Data abstraction

(by Dr. Ilan Schnell, February 2008)

The following Python code defines an abstraction barrier and a possible representation for a QSO:

# QSO with data abstraction:
def makeqso(time, call):     # constructor
    return [time, call]

def gettime(qso):            # selector
    return qso[0]

def getcall(qso):            # selector
    return qso[1]

The barrier consists of constructors and selectors. These separate the use from the representation. Example usage:

# Example usage:
foo = makeqso('18:35', 'SK7MW')

print getcall(foo)

In this example, we have only used the abstraction barrier. Nothing in the example shows how the QSO is actually represented internally. That is, if we had chosen an alternative representation, see below, the usage of the object would remain exactly the same. The functions makeqso, gettime and getcall form the abstraction barrier which means that the representation is hidden behind these functions. Any implementation of QSO which fulfills

gettime( makeqso( time, call ) ) = time

and

getcall( makeqso( time, call ) ) = call

is a valid implementation, i.e. we have defined our abstraction barrier, also called interface. Here is an alternative (harder to understand) representation:

# Alternative representation:
def makeqso(time, call):     # constructor
    return lambda pick: time if pick else call

def gettime(qso):            # selector
    return qso(True)

def getcall(qso):            # selector
    return qso(False)

However the above example for using the interface works exactly in the same way. That is, the code in the exactly does not need any changes in order to work with our alternative representation.

Without data abstraction

Next, lets look at the code if we had not used data abstraction:

# QSO without data abstraction:
foo = ['18:35', 'SK7MW']

# e.g.: to get the call we say
print foo[1]

That's all the code, we can perfectly do this without data abstraction it's even shorter. So what? Why don't we do it the simple this way? Without data abstraction, it is:

Very straightforward.
There are fewer things to define, hence shorter code.
We are saved from having to worry about the concept of data abstraction.
It will almost certainly execute faster.

One of the principles of computing states that everything should be as simple as possible, and now we have introduced the concept of data abstraction, and made things more complicated. Why in heavens name should we use data abstraction? What is the real advantage of using data abstraction?

The advantage

The real advantage is that we could choose a different representation without changing the user code. This is very important because at the moment we write the interface, we might not know what the best representation is. We can write the interface and pretend we already have a representation. Like stated above, any implementation which fulfills the specifications will do the job. This means that once we have defined the interface, we can move on and not worry about the representation, or have somebody else worry about the representation. When faced with a common problem, we can even look for interfaces what have been defined already and not worry about the representation at all! This is the real power and flexibility of data abstraction.

A class interface

The example above is trivial and no real Python programmer would create the constructor and selectors this way. For a problem like this one Python offers classes which make the code more readable.

class QSO:
    def __init__(self, time, call):       # constructor
        self.time = time
        self.call = call

We simply select the attributes directly, so we don't need to write extra code for the selectors. Our abstraction barrier (interface) can now be expressed as:

QSO(time, call).time = time

and

QSO(time, call).call = call

Note that time and call are used as both variables and attributes in the definition. Again, here is how one can use the class, oops!, I meant abstraction barrier.

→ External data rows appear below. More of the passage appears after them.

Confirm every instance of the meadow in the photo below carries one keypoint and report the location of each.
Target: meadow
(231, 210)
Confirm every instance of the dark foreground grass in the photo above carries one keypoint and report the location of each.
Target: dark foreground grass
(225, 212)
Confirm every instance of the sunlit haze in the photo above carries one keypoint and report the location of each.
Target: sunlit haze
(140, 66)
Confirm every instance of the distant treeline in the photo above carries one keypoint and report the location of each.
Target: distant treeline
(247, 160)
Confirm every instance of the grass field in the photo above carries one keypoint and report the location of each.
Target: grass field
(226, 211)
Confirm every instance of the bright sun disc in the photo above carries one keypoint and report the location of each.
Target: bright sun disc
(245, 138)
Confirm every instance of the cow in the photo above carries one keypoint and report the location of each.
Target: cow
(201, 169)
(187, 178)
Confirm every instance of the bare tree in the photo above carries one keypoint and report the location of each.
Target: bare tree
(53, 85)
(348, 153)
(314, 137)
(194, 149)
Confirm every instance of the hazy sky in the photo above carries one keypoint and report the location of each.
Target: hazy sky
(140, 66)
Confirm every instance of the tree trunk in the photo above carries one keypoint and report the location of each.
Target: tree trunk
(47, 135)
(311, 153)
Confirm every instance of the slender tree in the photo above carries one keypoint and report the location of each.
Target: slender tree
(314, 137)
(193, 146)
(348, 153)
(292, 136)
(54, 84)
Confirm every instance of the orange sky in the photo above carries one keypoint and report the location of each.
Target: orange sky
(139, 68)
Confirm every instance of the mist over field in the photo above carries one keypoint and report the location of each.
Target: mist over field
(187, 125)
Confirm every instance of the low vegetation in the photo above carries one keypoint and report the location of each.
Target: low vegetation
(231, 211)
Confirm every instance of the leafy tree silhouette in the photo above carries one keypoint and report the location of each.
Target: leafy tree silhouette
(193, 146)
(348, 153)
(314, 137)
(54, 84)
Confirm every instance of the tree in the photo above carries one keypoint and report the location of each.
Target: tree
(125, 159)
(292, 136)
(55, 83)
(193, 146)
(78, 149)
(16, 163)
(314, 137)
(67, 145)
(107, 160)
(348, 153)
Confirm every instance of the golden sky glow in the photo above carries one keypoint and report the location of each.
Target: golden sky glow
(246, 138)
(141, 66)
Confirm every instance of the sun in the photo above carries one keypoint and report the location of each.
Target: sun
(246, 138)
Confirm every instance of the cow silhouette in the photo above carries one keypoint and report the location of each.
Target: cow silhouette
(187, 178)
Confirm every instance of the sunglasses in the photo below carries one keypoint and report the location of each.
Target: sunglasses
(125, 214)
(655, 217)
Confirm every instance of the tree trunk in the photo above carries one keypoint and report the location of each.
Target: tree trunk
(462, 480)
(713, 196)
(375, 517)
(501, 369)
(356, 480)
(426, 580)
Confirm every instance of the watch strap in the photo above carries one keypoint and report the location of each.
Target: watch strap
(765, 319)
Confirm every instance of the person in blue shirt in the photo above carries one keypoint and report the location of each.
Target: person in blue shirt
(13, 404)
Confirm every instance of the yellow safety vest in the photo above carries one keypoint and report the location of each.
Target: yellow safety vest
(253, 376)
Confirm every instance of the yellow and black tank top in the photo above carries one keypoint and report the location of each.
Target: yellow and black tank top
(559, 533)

# a QSO with data abstraction as a class instance:
foo = QSO('18:35', 'SK7MW')

# e.g.: to get the call we say
print foo.call

As seen from this example, data abstraction does not require the use of classes. One can achieve the same thing with simple functions also. It is just that classes are very suited for creating abstraction interfaces.

The broader picture

It is possible to use data abstraction in any programming language, and making use of this technique will lead to more reliable programs, and (as long as the abstraction barrier is well documented and defined) easier to read software, because a seemingly complicated task can be broken down into its natural pieces, and each piece can be analyzed by itself. Finding the right abstraction barrier for a given problem is the hard part, and requires programming practice and experience.

Data abstraction goes far beyond creating structures which contain other things. In fact, data abstraction is a very general technique which is used throughout engineering, not just software engineering.

In programming, structures are data abstractions on a low level, on the next level are objects with methods, this is usually called objects oriented programming. On an even higher level, data abstraction is used to create programming languages. Here the abstraction barrier is the programming language, (e.g. Python, C, Java), and the representation the implementation of the language. Just like in our trivial example, one might change the representation, that is use a different language compiler or interpreter. As long as the interface (e.g. Java) is well defined code written for one compiler will also run on another.